# llama-cache-and-spec — tasks

## Files to change

Three files across two repos:

- `/opt/forks/llama-sidecar/internal/config/config.go`
- `/opt/boocode/apps/server/src/services/inference/llama-args-validator.ts`
- `/opt/forks/llama-sidecar/internal/validator/validator.go`

## Tasks

- [x] 1. Update sidecar default base args

  `/opt/forks/llama-sidecar/internal/config/config.go` edited.
  `defaultBaseArgs()` now includes:
  `--cache-type-k q4_0` — KV cache quant → ~4× VRAM savings
  `--cache-reuse 256` — KV cache reuse across turns → prompt caching
  `--slot-save-path /tmp/llama-slots` — disk-persistent KV cache
  `--cache-idle-slots` — auto-save idle slots to disk
  `--spec-type ngram-mod --spec-ngram-mod-thsh 2` — spec decoding → 2× tok/s
  `--ctx-checkpoints 32` — context overflow protection
  `--sleep-idle-seconds 600` — GPU memory reclaim when idle
  `--metrics` — Prometheus `/metrics` endpoint
  Build verified: `go build ./...` exits 0.

- [x] 2. No change needed — shadow lists are correct

  The shadow lists in `llama-args-validator.ts` already prevent agents
  from overriding cache/spec/template flags.

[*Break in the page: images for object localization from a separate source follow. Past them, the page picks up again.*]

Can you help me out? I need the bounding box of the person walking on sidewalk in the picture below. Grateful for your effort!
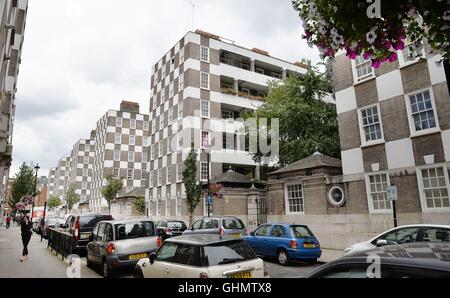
[6,215,11,229]
[20,215,33,262]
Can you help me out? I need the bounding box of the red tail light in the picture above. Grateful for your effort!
[290,240,298,249]
[157,236,162,247]
[74,220,80,241]
[106,242,116,254]
[199,272,209,278]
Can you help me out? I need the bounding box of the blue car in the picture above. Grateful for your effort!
[243,223,322,265]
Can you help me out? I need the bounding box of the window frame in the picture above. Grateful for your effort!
[200,130,210,149]
[113,150,121,161]
[200,100,210,118]
[416,164,450,212]
[128,151,134,162]
[200,161,209,182]
[129,135,136,146]
[130,119,136,129]
[176,163,183,183]
[351,55,375,84]
[398,38,426,68]
[200,46,210,63]
[365,171,392,214]
[284,182,305,215]
[200,72,210,90]
[166,165,172,185]
[404,88,440,137]
[357,103,385,147]
[115,133,122,144]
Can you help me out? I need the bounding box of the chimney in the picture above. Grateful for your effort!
[120,101,140,113]
[90,130,96,140]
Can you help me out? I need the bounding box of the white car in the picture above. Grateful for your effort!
[134,234,269,278]
[343,224,450,257]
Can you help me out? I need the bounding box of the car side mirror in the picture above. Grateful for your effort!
[376,239,388,247]
[149,252,157,265]
[250,232,255,236]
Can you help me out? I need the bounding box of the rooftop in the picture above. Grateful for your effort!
[271,151,342,174]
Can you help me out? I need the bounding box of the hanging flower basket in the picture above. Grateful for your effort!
[15,202,25,211]
[21,195,35,205]
[208,183,224,199]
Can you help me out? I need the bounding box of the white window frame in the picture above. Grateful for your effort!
[159,141,164,157]
[179,48,185,64]
[176,196,182,216]
[177,134,183,151]
[151,119,156,134]
[82,168,88,177]
[222,110,234,119]
[167,136,172,154]
[240,88,250,95]
[128,151,134,162]
[113,168,120,179]
[158,169,162,186]
[115,133,122,144]
[404,88,440,137]
[284,182,305,215]
[416,164,450,212]
[200,162,209,182]
[255,67,265,75]
[176,163,183,182]
[168,108,174,124]
[200,130,210,149]
[116,117,122,127]
[127,169,133,180]
[130,119,136,129]
[166,165,172,185]
[179,74,184,92]
[201,100,210,118]
[200,46,210,63]
[398,38,426,68]
[169,82,174,98]
[143,136,149,147]
[142,151,148,163]
[143,121,149,131]
[351,55,375,84]
[129,135,136,146]
[84,156,90,164]
[200,72,210,90]
[357,104,385,147]
[365,171,392,214]
[149,171,154,188]
[113,150,120,161]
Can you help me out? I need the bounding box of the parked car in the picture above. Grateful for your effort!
[86,219,160,277]
[156,220,188,240]
[182,216,246,238]
[343,224,450,257]
[41,217,60,239]
[307,242,450,278]
[134,234,269,278]
[62,213,114,253]
[244,223,321,265]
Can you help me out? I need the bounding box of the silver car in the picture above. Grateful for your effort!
[182,216,246,238]
[86,219,160,277]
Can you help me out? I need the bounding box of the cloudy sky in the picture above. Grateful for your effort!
[11,0,320,177]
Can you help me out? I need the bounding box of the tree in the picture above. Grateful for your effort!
[10,163,36,210]
[244,66,340,167]
[101,175,124,214]
[292,0,450,68]
[133,196,146,215]
[182,147,202,226]
[47,196,62,211]
[65,184,80,213]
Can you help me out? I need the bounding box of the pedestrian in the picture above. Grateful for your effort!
[6,215,11,229]
[20,215,33,262]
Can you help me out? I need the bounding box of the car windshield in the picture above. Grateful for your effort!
[168,222,186,229]
[203,240,256,266]
[290,226,314,238]
[114,221,155,240]
[80,215,112,228]
[222,218,245,230]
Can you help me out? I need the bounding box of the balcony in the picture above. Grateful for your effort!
[220,76,267,102]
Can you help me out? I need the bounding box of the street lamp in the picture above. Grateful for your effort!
[31,164,40,223]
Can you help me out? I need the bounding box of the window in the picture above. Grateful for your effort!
[177,163,183,182]
[177,134,183,150]
[223,133,235,150]
[200,46,209,62]
[130,119,136,129]
[201,130,210,148]
[160,115,165,130]
[116,117,122,127]
[152,98,157,110]
[142,151,148,163]
[159,141,164,157]
[143,137,149,146]
[179,74,184,91]
[83,168,88,177]
[270,225,286,237]
[398,38,425,67]
[82,181,87,189]
[222,110,234,119]
[254,225,271,236]
[418,166,450,210]
[168,108,174,124]
[114,150,120,161]
[285,184,304,213]
[201,100,210,118]
[151,144,156,160]
[128,152,134,162]
[178,106,183,119]
[85,144,90,152]
[169,82,174,98]
[127,169,133,180]
[176,197,182,216]
[406,89,439,134]
[200,162,209,181]
[420,227,450,242]
[255,67,264,75]
[151,119,156,134]
[162,67,166,79]
[113,168,120,179]
[200,72,210,90]
[271,72,282,79]
[115,133,122,144]
[353,55,374,83]
[129,135,136,146]
[359,105,383,144]
[240,88,250,95]
[143,121,149,131]
[149,171,154,188]
[377,227,420,244]
[84,156,89,164]
[167,137,172,154]
[366,173,392,213]
[180,48,185,64]
[158,169,162,186]
[167,166,172,184]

Adding the flags to
  `defaultBaseArgs` + keeping the shadow lists is the correct architecture:
  flags are enabled by default, agents can't override them.

- [x] 3. No change needed — same reasoning as task 2

  The sidecar `validator.go` shadow lists serve the same purpose.
  Both code paths are consistent.

- [ ] 4. Deploy + verify

  - Rebuild sidecar binary: `go build -o ... ./...` → ✅ done
  - Restart docker compose: needs manual deploy
  - Verify `/metrics` endpoint returns data
  - Verify `nvidia-smi` shows reduced VRAM (expected: ~4× savings on KV cache)